On the Web, of the Web

LITA 2011 Keynote, October 1, 2011

by Karen Coyle

I'm giving this talk as an overview because I believe that we are at the end of an era, and therefore at the beginning of something new. We are at the proverbial tipping point.

I have being speaking and writing for the last few years about the Semantic Web and Linked Data. These, however, are details that fit into this big picture, and it is vital for us to look at the context around those details so that we can make decisions as we move forward.

The New World

This is a new world. Let's do an environment scan: Today's world is:

Today's resources are:

Today's users:

The entire concept of communication is changing.

So our world is digital and interactive; information that is informal is part of the record, and text is waning. What is the library profession doing about this? I may have a skewed view because of the emphasis on metadata in my work, but I see two primary trends. The first is the development of the "FRamily": FRBR, FRAD, FRSAD. These are an attempt to create a new, modern, bibliographic model, based on the concept of relational databases, a concept that was new in the 1970's, but is being replaced by less structured data like triple stores.
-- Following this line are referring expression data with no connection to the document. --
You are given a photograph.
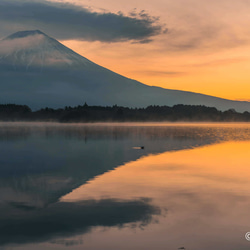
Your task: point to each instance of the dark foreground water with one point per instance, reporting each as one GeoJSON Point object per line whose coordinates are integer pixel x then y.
{"type": "Point", "coordinates": [93, 187]}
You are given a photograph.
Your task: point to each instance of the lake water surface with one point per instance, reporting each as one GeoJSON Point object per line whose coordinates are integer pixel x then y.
{"type": "Point", "coordinates": [92, 186]}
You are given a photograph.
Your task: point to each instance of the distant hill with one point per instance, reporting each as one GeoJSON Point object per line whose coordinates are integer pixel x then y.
{"type": "Point", "coordinates": [38, 71]}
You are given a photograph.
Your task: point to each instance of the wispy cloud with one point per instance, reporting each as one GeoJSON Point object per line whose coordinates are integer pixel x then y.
{"type": "Point", "coordinates": [67, 21]}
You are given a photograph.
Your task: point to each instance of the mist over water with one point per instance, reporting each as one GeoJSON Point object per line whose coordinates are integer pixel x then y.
{"type": "Point", "coordinates": [124, 186]}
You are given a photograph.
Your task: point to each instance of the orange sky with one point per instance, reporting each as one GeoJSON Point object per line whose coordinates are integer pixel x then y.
{"type": "Point", "coordinates": [206, 48]}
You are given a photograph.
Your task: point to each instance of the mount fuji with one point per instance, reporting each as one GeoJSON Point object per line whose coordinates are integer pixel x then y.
{"type": "Point", "coordinates": [39, 71]}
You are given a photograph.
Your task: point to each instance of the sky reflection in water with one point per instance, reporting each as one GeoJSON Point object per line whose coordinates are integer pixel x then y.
{"type": "Point", "coordinates": [87, 188]}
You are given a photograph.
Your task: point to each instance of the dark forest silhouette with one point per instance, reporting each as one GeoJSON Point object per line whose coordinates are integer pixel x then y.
{"type": "Point", "coordinates": [85, 113]}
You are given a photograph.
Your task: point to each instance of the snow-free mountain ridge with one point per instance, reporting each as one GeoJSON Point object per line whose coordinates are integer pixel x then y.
{"type": "Point", "coordinates": [38, 71]}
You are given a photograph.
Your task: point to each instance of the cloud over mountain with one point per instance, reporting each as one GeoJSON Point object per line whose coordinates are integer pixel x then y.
{"type": "Point", "coordinates": [67, 21]}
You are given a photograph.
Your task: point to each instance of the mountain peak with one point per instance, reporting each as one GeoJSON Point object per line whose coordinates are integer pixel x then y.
{"type": "Point", "coordinates": [25, 33]}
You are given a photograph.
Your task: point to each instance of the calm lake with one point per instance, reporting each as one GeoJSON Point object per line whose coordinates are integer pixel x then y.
{"type": "Point", "coordinates": [124, 186]}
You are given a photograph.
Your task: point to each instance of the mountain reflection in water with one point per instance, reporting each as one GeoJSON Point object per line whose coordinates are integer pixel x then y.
{"type": "Point", "coordinates": [62, 181]}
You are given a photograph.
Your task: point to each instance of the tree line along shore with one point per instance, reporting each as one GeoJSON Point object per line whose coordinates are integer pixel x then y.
{"type": "Point", "coordinates": [86, 113]}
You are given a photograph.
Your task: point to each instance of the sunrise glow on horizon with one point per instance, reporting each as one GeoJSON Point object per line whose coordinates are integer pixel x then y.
{"type": "Point", "coordinates": [192, 45]}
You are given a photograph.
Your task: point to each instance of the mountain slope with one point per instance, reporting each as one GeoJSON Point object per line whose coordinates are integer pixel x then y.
{"type": "Point", "coordinates": [37, 70]}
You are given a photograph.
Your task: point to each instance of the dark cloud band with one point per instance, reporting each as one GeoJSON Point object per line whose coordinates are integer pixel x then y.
{"type": "Point", "coordinates": [67, 21]}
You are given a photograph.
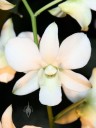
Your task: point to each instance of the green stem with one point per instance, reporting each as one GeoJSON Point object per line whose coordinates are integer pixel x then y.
{"type": "Point", "coordinates": [50, 116]}
{"type": "Point", "coordinates": [68, 109]}
{"type": "Point", "coordinates": [33, 20]}
{"type": "Point", "coordinates": [46, 7]}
The new cataloging rules, RDA, are in part an implementation of these models, in particular of FRBR. The other trend is that of the Semantic Web and linked data, new general models of metadata coming out of the World Wide Web Consortium. These two trends I characterize, respectively, as relating to cataloging (FRs and RDA) and knowledge organization (linked data).

The Year of Linked Data

For libraries, this is the year of linked data. The year when it went from being a wild, harebrained idea to becoming accepted as mainstream. The British Library has issued the British National Bibliography as linked data. Sweden's national library's catalog, LIBRIS, exports bibliographic data in linked data format. Numerous German libraries have provided exports of their data in linked data format.
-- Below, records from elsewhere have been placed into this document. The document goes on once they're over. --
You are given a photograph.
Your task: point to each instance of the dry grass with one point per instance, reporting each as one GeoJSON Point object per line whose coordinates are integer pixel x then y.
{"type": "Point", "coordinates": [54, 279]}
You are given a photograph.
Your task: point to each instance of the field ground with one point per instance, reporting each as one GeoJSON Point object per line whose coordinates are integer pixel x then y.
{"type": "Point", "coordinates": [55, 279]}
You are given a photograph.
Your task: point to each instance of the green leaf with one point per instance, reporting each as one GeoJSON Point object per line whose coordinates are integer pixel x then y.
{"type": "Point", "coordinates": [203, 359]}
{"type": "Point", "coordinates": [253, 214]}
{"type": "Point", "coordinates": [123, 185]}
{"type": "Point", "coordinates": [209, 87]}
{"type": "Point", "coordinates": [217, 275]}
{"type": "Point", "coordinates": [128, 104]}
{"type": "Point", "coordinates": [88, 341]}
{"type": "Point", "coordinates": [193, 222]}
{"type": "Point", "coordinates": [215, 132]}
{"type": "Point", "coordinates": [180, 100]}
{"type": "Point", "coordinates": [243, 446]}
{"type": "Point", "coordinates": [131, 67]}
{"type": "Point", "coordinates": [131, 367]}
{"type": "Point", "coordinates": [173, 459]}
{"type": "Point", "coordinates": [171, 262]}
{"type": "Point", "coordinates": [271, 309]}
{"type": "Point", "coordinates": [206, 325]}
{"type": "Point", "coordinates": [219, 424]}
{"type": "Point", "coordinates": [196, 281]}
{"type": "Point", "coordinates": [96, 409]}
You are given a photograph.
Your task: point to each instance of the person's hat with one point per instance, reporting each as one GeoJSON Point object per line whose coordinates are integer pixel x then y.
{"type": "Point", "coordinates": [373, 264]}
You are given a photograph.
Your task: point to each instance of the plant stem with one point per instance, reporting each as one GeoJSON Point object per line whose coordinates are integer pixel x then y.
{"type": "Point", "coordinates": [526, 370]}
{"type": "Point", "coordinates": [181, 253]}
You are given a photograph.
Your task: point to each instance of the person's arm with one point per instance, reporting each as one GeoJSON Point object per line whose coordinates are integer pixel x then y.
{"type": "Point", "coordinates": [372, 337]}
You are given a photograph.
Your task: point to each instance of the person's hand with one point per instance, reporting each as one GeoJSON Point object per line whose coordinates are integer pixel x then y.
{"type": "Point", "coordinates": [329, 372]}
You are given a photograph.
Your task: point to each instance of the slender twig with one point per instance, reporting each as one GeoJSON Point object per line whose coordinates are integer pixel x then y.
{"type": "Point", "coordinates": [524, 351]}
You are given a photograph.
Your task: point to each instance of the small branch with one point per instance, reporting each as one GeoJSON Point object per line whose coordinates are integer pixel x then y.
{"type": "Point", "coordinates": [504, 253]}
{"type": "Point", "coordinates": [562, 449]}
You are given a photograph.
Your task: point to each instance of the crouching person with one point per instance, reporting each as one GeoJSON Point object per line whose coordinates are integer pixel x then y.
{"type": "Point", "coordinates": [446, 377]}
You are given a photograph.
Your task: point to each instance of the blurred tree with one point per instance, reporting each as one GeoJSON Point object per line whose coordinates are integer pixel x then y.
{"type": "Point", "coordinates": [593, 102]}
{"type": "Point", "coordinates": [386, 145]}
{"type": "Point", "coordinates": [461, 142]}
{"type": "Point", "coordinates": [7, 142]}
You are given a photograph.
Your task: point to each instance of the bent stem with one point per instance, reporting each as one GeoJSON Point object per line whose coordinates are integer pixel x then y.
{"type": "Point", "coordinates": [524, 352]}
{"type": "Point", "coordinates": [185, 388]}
Here in the US, the Library of Congress is building up a set of essential bibliographic vocabularies in linked data format, including LCSH and the Name Authorities file, plus a number of the coded controlled lists from MARC21. The Virtual International Authority File, a union file of name authorities records from nearly 20 national libraries, is natively in linked data format.

The advantages of linked data are real. The primary reason to move to linked data is that it is a metadata format designed for data that lives on the Web. This in itself has a multiplicity of positives – being on the web means being able to interact with web resources; it means being visible to web users; it also means being able to take advantage of the web as a platform. This latter cannot be understated: the web is a huge system based on solid technology that is much more reliable than any small organization can create in house. (Google, not a small organization, may have a private network that rivals the web, but the rest of us cannot get anywhere near that.)  I'm talking not about 'web scale,' but 'on the web.'

There are other excellent reasons to move to linked data. Linked data provides a flexibility that previous technologies do not. Linked data allows expansion in a non-disruptive way; just as anyone on the web can link to documents on your web site with, anyone can link to your data. And that linking has no effect on what it links to, other than providing new paths of access. Not only can others link to your data, you can link to your own data. This means that you can build up your data incrementally without having to modify your data structure or the systems that manage that data.  No more waiting two years to add a code to our record format, then having to coordinate implementation on a broad basis so that all systems are in sync.  Systems can ignore "new" data until they are ready to make use of it.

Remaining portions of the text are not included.